The Phnom Penh municipal health department on Monday said that it would allow a health center claiming to cure diseases such as cancer and diabetes through “detox” treatments to remain open, despite previous claims that it had already been shut down.
Sok Sokun, director of the municipal health department, said Monday that it was the Health Ministry’s fault that Immanuel Bicom True Healing had been operating without a license, backtracking from his statements last week, when he said that the center had already been closed by authorities.
“The reason the clinic has no license yet is that the Ministry [of Health] is very slow,” Mr. Sokun said, adding that the Immanuel Bicom was still in the process of obtaining a license, although it had not been able to prove that it employed trained medical staff or doctors.
The center, which has been open for almost three months, has treated several patients for a number of ailments, including cancer, owner Helena Kun Lim has said.

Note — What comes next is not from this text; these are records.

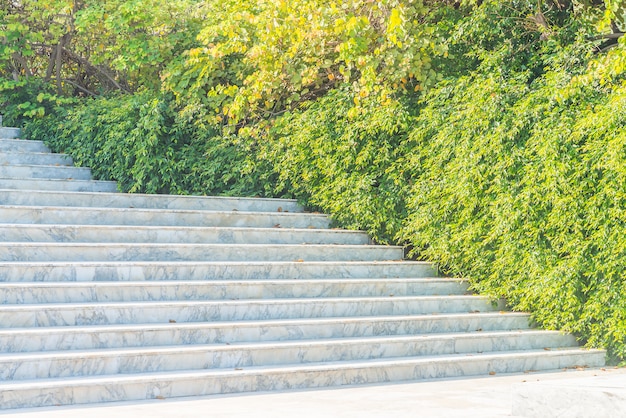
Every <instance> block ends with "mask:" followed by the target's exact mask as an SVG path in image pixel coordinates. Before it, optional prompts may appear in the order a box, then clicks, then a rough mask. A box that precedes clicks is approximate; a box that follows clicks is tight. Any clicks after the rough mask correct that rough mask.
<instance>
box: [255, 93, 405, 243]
mask: <svg viewBox="0 0 626 418" xmlns="http://www.w3.org/2000/svg"><path fill="white" fill-rule="evenodd" d="M352 108H353V96H352V93H350V92H349V91H348V90H337V91H332V92H330V93H329V94H328V95H326V96H325V97H324V98H322V99H320V100H318V101H316V102H315V103H312V104H311V105H310V106H307V107H306V108H305V109H303V110H301V111H298V112H293V113H290V114H287V115H285V116H284V117H282V118H280V120H279V121H278V122H277V124H276V125H275V126H274V128H273V129H272V133H271V135H270V139H269V141H267V142H266V143H265V148H266V150H265V153H264V157H265V158H267V159H269V160H270V161H271V163H272V166H273V167H274V170H275V171H276V172H277V173H279V180H280V181H281V183H279V185H280V187H281V188H284V189H287V190H291V191H293V192H294V193H295V194H296V196H297V197H299V198H300V199H301V200H304V201H306V202H308V203H309V204H311V205H314V206H316V207H318V208H321V209H322V210H323V211H324V212H327V213H331V214H332V215H333V217H334V219H335V221H337V222H339V223H340V224H341V225H342V226H345V227H349V228H354V229H364V230H367V231H368V232H370V234H371V235H372V236H373V238H374V239H376V240H377V241H379V242H390V239H391V238H392V237H393V234H394V233H395V232H396V231H397V230H398V229H399V227H400V225H401V221H402V219H403V217H404V216H406V191H407V185H408V183H407V181H408V178H407V177H406V176H405V174H404V171H405V167H404V164H403V162H404V161H403V155H402V154H403V150H404V148H403V142H404V141H405V140H406V137H407V133H408V127H409V125H408V123H409V120H410V115H409V112H408V110H407V109H406V108H404V107H403V106H402V105H401V104H400V103H397V102H396V103H394V105H389V106H386V107H380V106H378V105H377V103H376V102H374V101H372V102H365V103H363V106H362V107H361V111H360V112H359V113H358V114H356V115H351V113H350V109H352Z"/></svg>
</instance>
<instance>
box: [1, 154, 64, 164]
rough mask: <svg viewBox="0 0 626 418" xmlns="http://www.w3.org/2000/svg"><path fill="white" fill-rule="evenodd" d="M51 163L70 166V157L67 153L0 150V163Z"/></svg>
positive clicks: (20, 163) (16, 163)
mask: <svg viewBox="0 0 626 418" xmlns="http://www.w3.org/2000/svg"><path fill="white" fill-rule="evenodd" d="M9 164H15V165H20V164H26V165H53V166H72V165H73V164H74V162H73V160H72V157H70V156H69V155H67V154H52V153H49V152H9V151H5V152H0V165H9Z"/></svg>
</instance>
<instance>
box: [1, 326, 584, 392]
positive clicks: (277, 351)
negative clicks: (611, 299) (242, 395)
mask: <svg viewBox="0 0 626 418" xmlns="http://www.w3.org/2000/svg"><path fill="white" fill-rule="evenodd" d="M575 344H576V340H575V338H573V337H572V336H568V335H564V334H561V333H558V332H548V331H501V332H474V333H465V334H434V335H408V336H376V337H361V338H335V339H316V340H297V341H271V342H260V343H231V344H208V345H200V344H197V345H180V346H162V347H138V348H123V349H99V350H69V351H53V352H43V353H42V352H31V353H14V354H2V355H0V381H2V380H4V381H6V380H28V379H47V378H59V377H78V376H98V375H113V374H128V373H149V372H164V371H165V372H166V371H177V370H202V369H226V368H243V367H255V366H266V367H267V366H277V365H286V364H307V363H319V362H337V361H355V360H370V359H389V358H395V357H419V356H433V355H447V354H477V353H486V352H492V351H513V350H540V349H544V350H552V349H563V348H570V349H571V348H573V346H575Z"/></svg>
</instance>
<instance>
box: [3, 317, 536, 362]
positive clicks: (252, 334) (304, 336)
mask: <svg viewBox="0 0 626 418" xmlns="http://www.w3.org/2000/svg"><path fill="white" fill-rule="evenodd" d="M529 321H530V315H528V314H525V313H517V312H475V313H457V314H437V315H432V314H428V315H410V316H406V315H405V316H397V315H396V316H393V315H388V316H367V317H340V318H310V319H275V320H257V321H220V322H180V323H161V324H117V325H83V326H58V327H37V328H5V329H2V328H0V348H2V351H3V352H7V353H17V352H33V351H59V350H81V349H96V348H98V349H105V348H124V347H151V346H164V345H180V344H232V343H234V342H261V341H295V340H300V339H305V340H306V339H309V340H310V339H319V338H356V337H374V336H385V335H387V336H394V335H395V336H400V335H423V334H431V333H464V332H491V331H515V330H527V329H529Z"/></svg>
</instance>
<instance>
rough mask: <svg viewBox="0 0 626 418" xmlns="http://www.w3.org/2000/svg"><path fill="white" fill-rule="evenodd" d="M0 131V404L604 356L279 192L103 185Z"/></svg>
mask: <svg viewBox="0 0 626 418" xmlns="http://www.w3.org/2000/svg"><path fill="white" fill-rule="evenodd" d="M17 137H19V130H17V129H13V130H11V129H5V128H0V138H9V139H0V222H1V223H0V410H3V409H4V410H6V409H12V408H22V407H29V406H31V407H35V406H51V405H64V404H79V403H91V402H107V401H129V400H142V399H154V398H158V399H164V398H170V397H180V396H198V395H208V394H225V393H237V392H245V391H261V390H282V389H291V388H314V387H320V386H323V387H327V386H333V385H346V384H366V383H381V382H397V381H403V380H416V379H425V378H435V377H437V378H441V377H462V376H475V375H490V374H494V373H512V372H516V373H521V372H524V371H529V370H558V369H562V368H563V367H574V366H577V365H587V366H592V367H597V366H602V365H604V360H605V359H604V356H605V353H604V351H601V350H581V349H578V348H577V347H576V340H575V338H574V337H573V336H572V335H566V334H561V333H559V332H552V331H538V330H534V329H532V328H531V325H530V318H531V317H530V315H528V314H525V313H514V312H505V311H501V309H503V307H504V302H503V301H496V302H494V301H492V300H490V299H488V298H486V297H482V296H477V295H472V294H471V293H470V292H469V284H468V283H467V282H465V281H464V280H461V279H451V278H444V277H435V276H436V275H437V267H436V266H435V265H433V264H431V263H426V262H418V261H406V260H403V255H404V249H403V248H402V247H392V246H377V245H372V243H371V242H370V239H369V238H368V236H367V235H366V234H365V233H363V232H359V231H339V230H334V229H331V228H330V225H331V220H330V219H329V217H327V216H326V215H321V214H317V213H305V212H304V210H303V208H302V207H301V206H299V205H298V203H297V202H296V201H295V200H290V199H260V198H231V197H204V196H168V195H141V194H134V195H133V194H123V193H117V184H116V183H115V182H112V181H93V180H91V171H90V170H89V169H88V168H76V167H72V158H71V157H69V156H67V155H60V154H59V155H54V154H51V153H49V150H48V148H47V147H46V146H45V145H44V143H42V142H39V141H27V140H23V139H17Z"/></svg>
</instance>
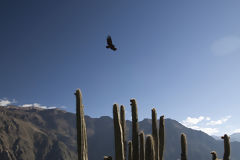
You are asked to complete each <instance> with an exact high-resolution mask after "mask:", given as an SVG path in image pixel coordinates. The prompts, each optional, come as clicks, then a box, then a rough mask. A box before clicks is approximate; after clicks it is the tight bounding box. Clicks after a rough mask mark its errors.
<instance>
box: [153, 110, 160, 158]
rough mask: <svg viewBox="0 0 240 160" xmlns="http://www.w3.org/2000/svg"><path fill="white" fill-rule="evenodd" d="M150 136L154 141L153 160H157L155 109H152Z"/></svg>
mask: <svg viewBox="0 0 240 160" xmlns="http://www.w3.org/2000/svg"><path fill="white" fill-rule="evenodd" d="M152 136H153V140H154V149H155V160H158V156H159V153H158V151H159V150H158V142H159V139H158V128H157V112H156V109H155V108H153V109H152Z"/></svg>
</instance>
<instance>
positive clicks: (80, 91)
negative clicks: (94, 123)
mask: <svg viewBox="0 0 240 160" xmlns="http://www.w3.org/2000/svg"><path fill="white" fill-rule="evenodd" d="M75 96H76V121H77V122H76V125H77V149H78V160H88V148H87V131H86V123H85V119H84V111H83V108H84V106H83V104H82V93H81V91H80V89H77V90H76V92H75Z"/></svg>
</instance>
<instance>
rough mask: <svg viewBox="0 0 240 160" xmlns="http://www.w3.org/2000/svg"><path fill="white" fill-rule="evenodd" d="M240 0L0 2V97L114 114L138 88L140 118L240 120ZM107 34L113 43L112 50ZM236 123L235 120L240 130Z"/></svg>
mask: <svg viewBox="0 0 240 160" xmlns="http://www.w3.org/2000/svg"><path fill="white" fill-rule="evenodd" d="M239 8H240V1H238V0H229V1H224V0H211V1H209V0H201V1H200V0H198V1H192V0H181V1H178V0H169V1H167V0H160V1H152V2H147V1H143V0H140V1H126V0H122V1H111V0H103V1H99V0H92V1H81V0H71V1H63V0H55V1H54V0H51V1H48V0H42V1H26V0H21V1H9V0H2V1H1V2H0V20H1V25H0V43H1V47H0V57H1V61H0V76H1V79H0V91H1V92H0V99H1V100H0V104H2V105H3V104H4V105H6V103H7V104H9V103H10V102H14V104H15V105H22V106H23V105H25V106H26V105H27V104H34V103H35V106H48V107H51V106H55V107H58V108H62V109H64V110H67V111H69V112H75V97H74V92H75V90H76V89H77V88H80V89H81V91H82V94H83V101H84V102H83V103H84V105H85V114H87V115H90V116H92V117H100V116H103V115H108V116H112V105H113V104H114V103H118V104H119V105H120V104H123V105H125V107H126V110H127V113H126V118H127V119H130V118H131V110H130V99H131V98H136V100H137V103H138V108H139V119H140V120H142V119H143V118H150V117H151V108H153V107H155V108H156V109H157V112H158V117H159V116H160V115H162V114H164V115H165V117H166V118H172V119H175V120H177V121H179V122H181V123H182V124H184V125H186V126H188V127H191V128H195V129H201V130H203V131H205V132H207V133H209V134H215V135H222V134H223V133H233V132H235V131H236V130H239V129H240V124H239V121H240V116H239V115H240V109H239V107H240V98H239V96H240V74H239V73H240V72H239V70H240V63H239V60H240V21H239V17H240V10H239ZM107 35H111V36H112V40H113V43H114V44H115V46H116V47H117V48H118V50H117V51H116V52H113V51H111V50H108V49H106V48H105V46H106V37H107ZM239 131H240V130H239Z"/></svg>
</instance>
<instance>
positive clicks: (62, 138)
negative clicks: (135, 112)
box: [0, 106, 240, 160]
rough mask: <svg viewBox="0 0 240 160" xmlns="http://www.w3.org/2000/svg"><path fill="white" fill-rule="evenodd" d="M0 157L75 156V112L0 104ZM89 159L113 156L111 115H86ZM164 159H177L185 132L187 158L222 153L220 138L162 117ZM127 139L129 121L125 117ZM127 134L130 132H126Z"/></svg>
mask: <svg viewBox="0 0 240 160" xmlns="http://www.w3.org/2000/svg"><path fill="white" fill-rule="evenodd" d="M0 117H1V118H0V159H4V160H53V159H54V160H77V154H76V151H77V144H76V122H75V114H73V113H68V112H65V111H62V110H59V109H48V110H46V109H40V108H33V107H28V108H22V107H14V106H11V107H0ZM85 121H86V126H87V134H88V149H89V160H99V159H103V156H104V155H112V156H114V144H113V143H114V137H113V136H114V135H113V133H114V131H113V120H112V118H110V117H107V116H103V117H100V118H91V117H89V116H85ZM139 127H140V130H144V132H145V134H149V133H151V120H149V119H144V120H143V121H141V122H139ZM165 127H166V128H165V129H166V140H165V143H166V149H165V152H164V156H165V160H177V159H180V152H181V148H180V135H181V133H182V132H184V133H185V134H186V135H187V142H188V157H189V159H190V160H191V159H196V157H197V159H198V160H206V159H211V155H210V151H212V150H215V151H217V153H218V156H219V157H220V158H222V156H223V141H217V140H215V139H214V138H212V137H211V136H209V135H207V134H205V133H203V132H201V131H196V130H192V129H189V128H186V127H184V126H183V125H181V124H180V123H178V122H177V121H175V120H172V119H166V120H165ZM127 134H128V139H129V138H130V137H131V122H130V121H127ZM129 135H130V136H129ZM239 148H240V143H239V142H232V143H231V155H232V156H231V160H237V159H239V158H240V152H239V151H238V150H239Z"/></svg>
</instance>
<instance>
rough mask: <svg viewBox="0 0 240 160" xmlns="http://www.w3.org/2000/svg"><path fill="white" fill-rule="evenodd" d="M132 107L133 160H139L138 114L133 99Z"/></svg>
mask: <svg viewBox="0 0 240 160" xmlns="http://www.w3.org/2000/svg"><path fill="white" fill-rule="evenodd" d="M130 102H131V106H132V145H133V160H139V148H138V147H139V146H138V113H137V103H136V100H135V99H131V100H130Z"/></svg>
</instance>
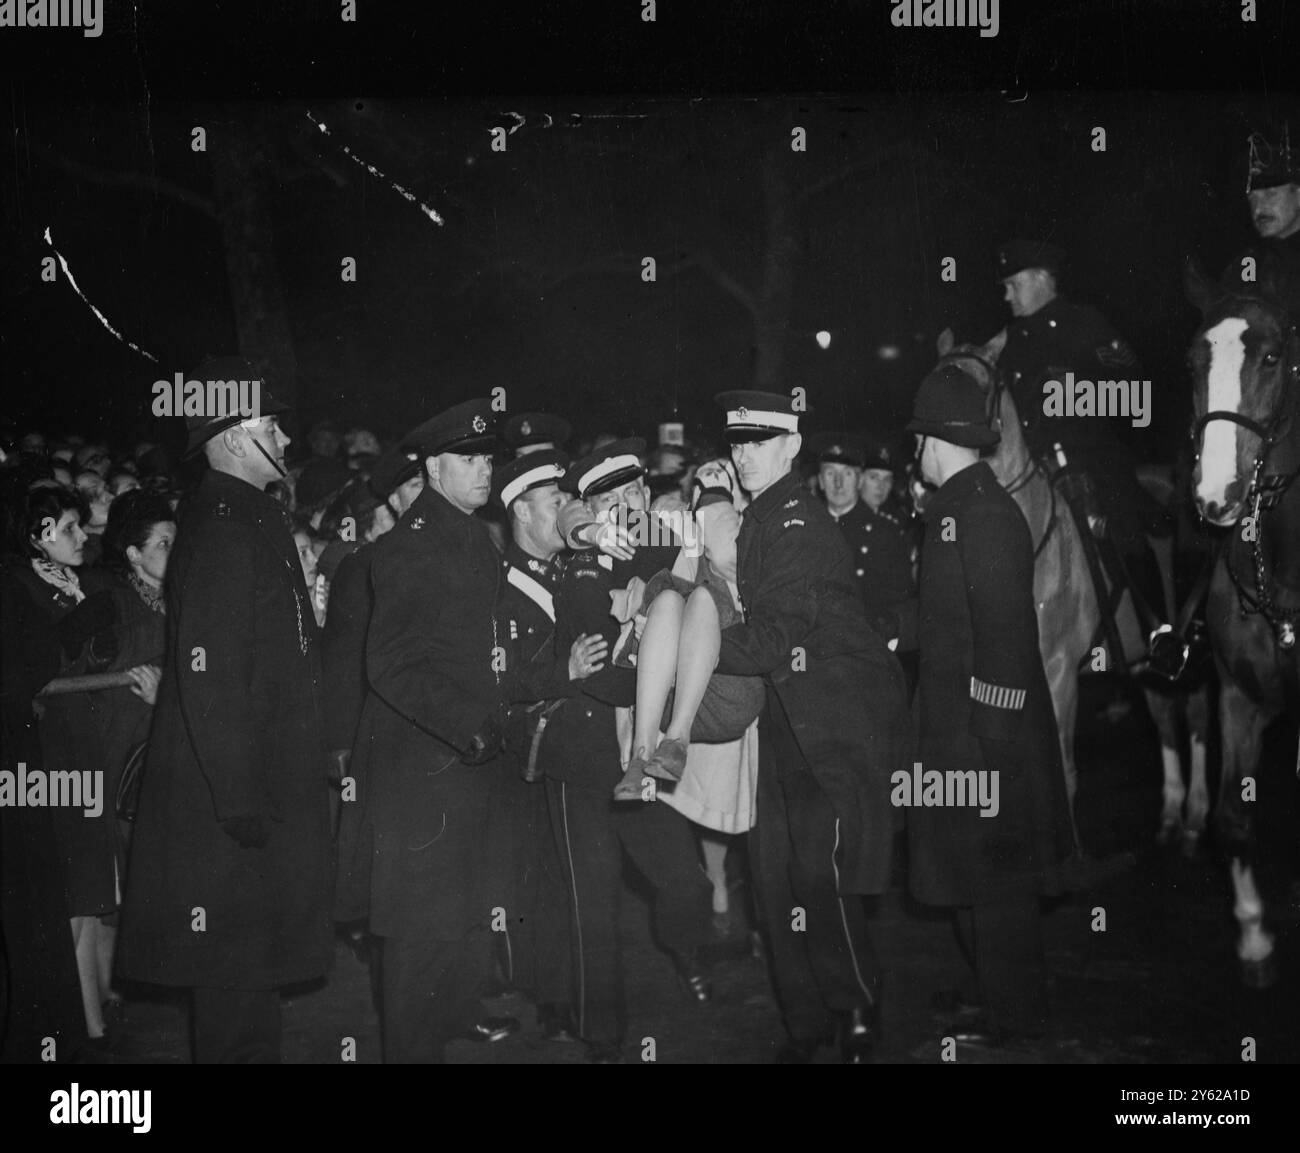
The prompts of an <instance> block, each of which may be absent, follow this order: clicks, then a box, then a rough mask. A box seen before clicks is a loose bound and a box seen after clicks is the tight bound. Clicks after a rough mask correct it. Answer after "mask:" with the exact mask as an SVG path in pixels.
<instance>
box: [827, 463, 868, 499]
mask: <svg viewBox="0 0 1300 1153" xmlns="http://www.w3.org/2000/svg"><path fill="white" fill-rule="evenodd" d="M859 474H861V471H859V469H857V468H854V467H853V465H852V464H840V463H836V461H831V463H827V464H823V465H822V469H820V480H822V491H823V493H826V503H827V504H829V506H831V507H832V508H844V507H845V506H849V504H853V502H854V500H857V499H858V476H859Z"/></svg>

Ms. Kun Lim claims that all diseases are caused by toxins in the air, water and food, and can be cured by machines that remove these toxins.
Mr. Sokun said that if the clinic employed a doctor, it would receive a license and remain open.
“They must have a certified doctor before getting their license,” he said.
However, Saing Sary, director of the Ministry of Health’s department of hospitals, said Monday that Immanuel should have never begun treating patients, as it was necessary to obtain a license beforehand.
“Even though they are in the process to get a license, they cannot open for business or treatment now,” Mr. Sary said.
He said that Immanuel Bicom, which is located in the Boeng Keng Kang neighborhood, lacks professionally trained health staff and proper equipment to treat patients for serious ailments.
“Operating such a cheating clinic is like killing people,” Mr. Sary said. “If the Phnom Penh municipal department of health does not shut it down, then the Ministry of Health’s hospital department will shut it down directly.”